With the aid of an excimer laser, a surgeon can reshape the cornea, the clear dome of the eye, so that light properly hits the retina (the nerve-rich layer that relays images to the brain). The idea is to be able to free you either entirely or somewhat from glasses or contacts.

Both photorefractive keratectomy (PRK) and laser-assisted in situ keratomileusis (LASIK) use the excimer laser to correct vision. You may wonder which of these would be best suited to your needs.

This article will explain how PRK and LASIK work, what to expect during each treatment, which would more likely suit you, and what to know about potential side effects.

Ophthalmologist examines eye

FG Trade / Getty Images

What to Know About PRK

PRK was the first refractive excimer laser procedure to be performed and remains a solid option.

How Does It Work?

PRK aims to reshape the cornea's surface using an excimer laser. The laser ablates (removes) the cells on top of the cornea to help sharpen vision.

The reshaped cornea can then help incoming light land right on the retina instead of in front of it or behind it, as occurs with nearsightedness or farsightedness. The laser can also smooth corneal irregularities that may occur with astigmatism and otherwise cause distortion.

PRK Delivery

During this procedure, the outermost layer, known as the corneal epithelium, is first removed. Then the excimer laser is used to reshape the cornea. The corneal epithelium grows back over the reshaped cornea in about three to four days.

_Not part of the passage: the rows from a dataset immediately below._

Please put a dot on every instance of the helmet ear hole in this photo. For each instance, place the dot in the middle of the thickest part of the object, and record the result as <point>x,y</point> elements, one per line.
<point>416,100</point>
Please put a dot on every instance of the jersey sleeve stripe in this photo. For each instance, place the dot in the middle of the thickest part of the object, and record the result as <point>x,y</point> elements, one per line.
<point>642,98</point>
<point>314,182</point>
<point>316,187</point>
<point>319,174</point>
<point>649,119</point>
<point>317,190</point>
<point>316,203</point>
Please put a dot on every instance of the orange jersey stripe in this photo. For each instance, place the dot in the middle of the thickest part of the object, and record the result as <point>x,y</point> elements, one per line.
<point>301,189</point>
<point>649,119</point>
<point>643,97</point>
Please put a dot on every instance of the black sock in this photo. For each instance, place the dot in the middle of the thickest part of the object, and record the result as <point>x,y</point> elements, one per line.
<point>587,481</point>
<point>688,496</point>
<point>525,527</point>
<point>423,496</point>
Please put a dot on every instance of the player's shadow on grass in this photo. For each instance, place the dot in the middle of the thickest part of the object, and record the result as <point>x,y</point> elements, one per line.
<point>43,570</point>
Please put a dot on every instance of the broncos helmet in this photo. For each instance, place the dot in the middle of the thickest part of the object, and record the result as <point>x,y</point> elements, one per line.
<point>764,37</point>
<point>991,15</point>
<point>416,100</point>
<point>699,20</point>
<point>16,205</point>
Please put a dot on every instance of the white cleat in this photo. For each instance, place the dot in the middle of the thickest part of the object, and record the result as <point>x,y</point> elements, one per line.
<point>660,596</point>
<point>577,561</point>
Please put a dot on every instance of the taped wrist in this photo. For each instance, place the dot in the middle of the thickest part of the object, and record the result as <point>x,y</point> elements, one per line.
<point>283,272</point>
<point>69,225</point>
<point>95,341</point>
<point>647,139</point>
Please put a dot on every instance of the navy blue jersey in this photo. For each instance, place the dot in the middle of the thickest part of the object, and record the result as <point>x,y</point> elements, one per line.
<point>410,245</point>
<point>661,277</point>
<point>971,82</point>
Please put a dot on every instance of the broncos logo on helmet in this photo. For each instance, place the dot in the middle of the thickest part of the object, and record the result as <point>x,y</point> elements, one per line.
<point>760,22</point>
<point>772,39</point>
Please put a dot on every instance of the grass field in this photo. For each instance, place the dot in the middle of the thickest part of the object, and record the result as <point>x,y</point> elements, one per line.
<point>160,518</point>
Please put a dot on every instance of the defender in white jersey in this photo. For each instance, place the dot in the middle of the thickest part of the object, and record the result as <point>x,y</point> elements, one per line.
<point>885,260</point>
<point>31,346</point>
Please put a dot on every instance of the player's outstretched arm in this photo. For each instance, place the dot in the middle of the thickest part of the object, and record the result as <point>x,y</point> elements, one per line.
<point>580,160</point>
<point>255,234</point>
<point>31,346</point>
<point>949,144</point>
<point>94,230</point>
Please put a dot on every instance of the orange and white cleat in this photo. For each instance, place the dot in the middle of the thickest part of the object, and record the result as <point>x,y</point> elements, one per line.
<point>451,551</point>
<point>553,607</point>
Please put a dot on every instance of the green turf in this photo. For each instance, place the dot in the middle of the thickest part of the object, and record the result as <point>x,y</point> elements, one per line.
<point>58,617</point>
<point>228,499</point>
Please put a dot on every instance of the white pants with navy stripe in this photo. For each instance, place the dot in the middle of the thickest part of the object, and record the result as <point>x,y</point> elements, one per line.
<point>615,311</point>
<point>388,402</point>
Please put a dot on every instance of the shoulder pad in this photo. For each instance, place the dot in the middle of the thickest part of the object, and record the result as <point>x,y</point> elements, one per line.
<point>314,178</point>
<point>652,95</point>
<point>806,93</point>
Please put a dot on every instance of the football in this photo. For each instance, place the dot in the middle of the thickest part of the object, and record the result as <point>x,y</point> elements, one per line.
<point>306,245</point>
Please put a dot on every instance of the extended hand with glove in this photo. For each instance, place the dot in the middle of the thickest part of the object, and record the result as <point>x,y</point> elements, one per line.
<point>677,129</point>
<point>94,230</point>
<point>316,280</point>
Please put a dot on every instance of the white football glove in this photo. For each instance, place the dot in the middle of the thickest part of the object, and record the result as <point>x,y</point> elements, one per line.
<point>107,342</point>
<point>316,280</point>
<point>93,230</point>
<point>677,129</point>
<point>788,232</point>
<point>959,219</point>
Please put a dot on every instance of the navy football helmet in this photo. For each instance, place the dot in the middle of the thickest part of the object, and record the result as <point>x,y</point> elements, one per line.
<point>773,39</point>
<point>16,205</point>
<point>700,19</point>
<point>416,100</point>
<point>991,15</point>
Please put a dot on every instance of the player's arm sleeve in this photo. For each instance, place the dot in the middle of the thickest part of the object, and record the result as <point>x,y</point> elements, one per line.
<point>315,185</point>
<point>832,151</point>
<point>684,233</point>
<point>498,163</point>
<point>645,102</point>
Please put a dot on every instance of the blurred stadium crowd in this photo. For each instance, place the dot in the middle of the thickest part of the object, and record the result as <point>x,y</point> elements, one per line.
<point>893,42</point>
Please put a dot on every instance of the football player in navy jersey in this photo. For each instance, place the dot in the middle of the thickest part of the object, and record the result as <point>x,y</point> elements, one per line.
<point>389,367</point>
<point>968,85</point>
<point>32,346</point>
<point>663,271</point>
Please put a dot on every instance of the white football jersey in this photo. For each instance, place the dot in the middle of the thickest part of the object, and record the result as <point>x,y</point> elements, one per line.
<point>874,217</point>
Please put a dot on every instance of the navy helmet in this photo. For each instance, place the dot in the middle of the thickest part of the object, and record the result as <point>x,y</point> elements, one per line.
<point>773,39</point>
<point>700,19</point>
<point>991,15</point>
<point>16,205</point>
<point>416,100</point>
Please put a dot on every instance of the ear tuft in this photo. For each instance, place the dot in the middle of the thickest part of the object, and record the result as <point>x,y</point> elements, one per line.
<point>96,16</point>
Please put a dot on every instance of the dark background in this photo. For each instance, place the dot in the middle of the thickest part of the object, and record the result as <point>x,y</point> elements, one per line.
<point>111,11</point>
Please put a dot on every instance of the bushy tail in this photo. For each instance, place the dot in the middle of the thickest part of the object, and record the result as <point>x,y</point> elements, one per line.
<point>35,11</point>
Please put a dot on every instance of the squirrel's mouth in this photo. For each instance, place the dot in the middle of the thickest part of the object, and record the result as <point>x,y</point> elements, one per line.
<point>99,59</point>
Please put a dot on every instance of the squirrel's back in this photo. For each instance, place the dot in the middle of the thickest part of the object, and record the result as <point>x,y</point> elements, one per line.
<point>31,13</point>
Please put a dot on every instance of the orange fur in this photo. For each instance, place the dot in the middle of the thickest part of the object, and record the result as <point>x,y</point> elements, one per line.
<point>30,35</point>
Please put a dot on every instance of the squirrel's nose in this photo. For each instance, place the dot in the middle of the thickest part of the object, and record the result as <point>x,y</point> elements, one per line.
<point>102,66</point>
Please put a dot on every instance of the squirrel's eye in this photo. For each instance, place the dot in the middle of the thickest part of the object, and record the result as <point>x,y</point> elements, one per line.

When you undergo the PRK procedure, which takes about 15 minutes, your ophthalmologist (medical doctor trained to diagnose and treat eye conditions, as well as perform surgery on the eyes) will:

  • Numb the surface of your eye
  • Insert an instrument (speculum) to hold the lid open.
  • Remove the outer epithelial layer with the aid of a special blade, brush, alcohol solution, or laser
  • Reshape the cornea's surface with the excimer laser while you stare at a target light to keep your eye from moving. During the use of the excimer, you will hear a clicking sound. When this stops, the corneal reshaping is done.

Side Effects

While the PRK procedure may go smoothly, there is always the risk of complications. These include:

  • Developing corneal haze, in which the typically clear tissue becomes cloudy
  • Noticing halos around lights or glare at night
  • Corneal scarring
  • Corneal infection

These complications can be treated. In rare instances, complications can lead to vision that is not as good as before the surgery. Very rarely, blindness may occur.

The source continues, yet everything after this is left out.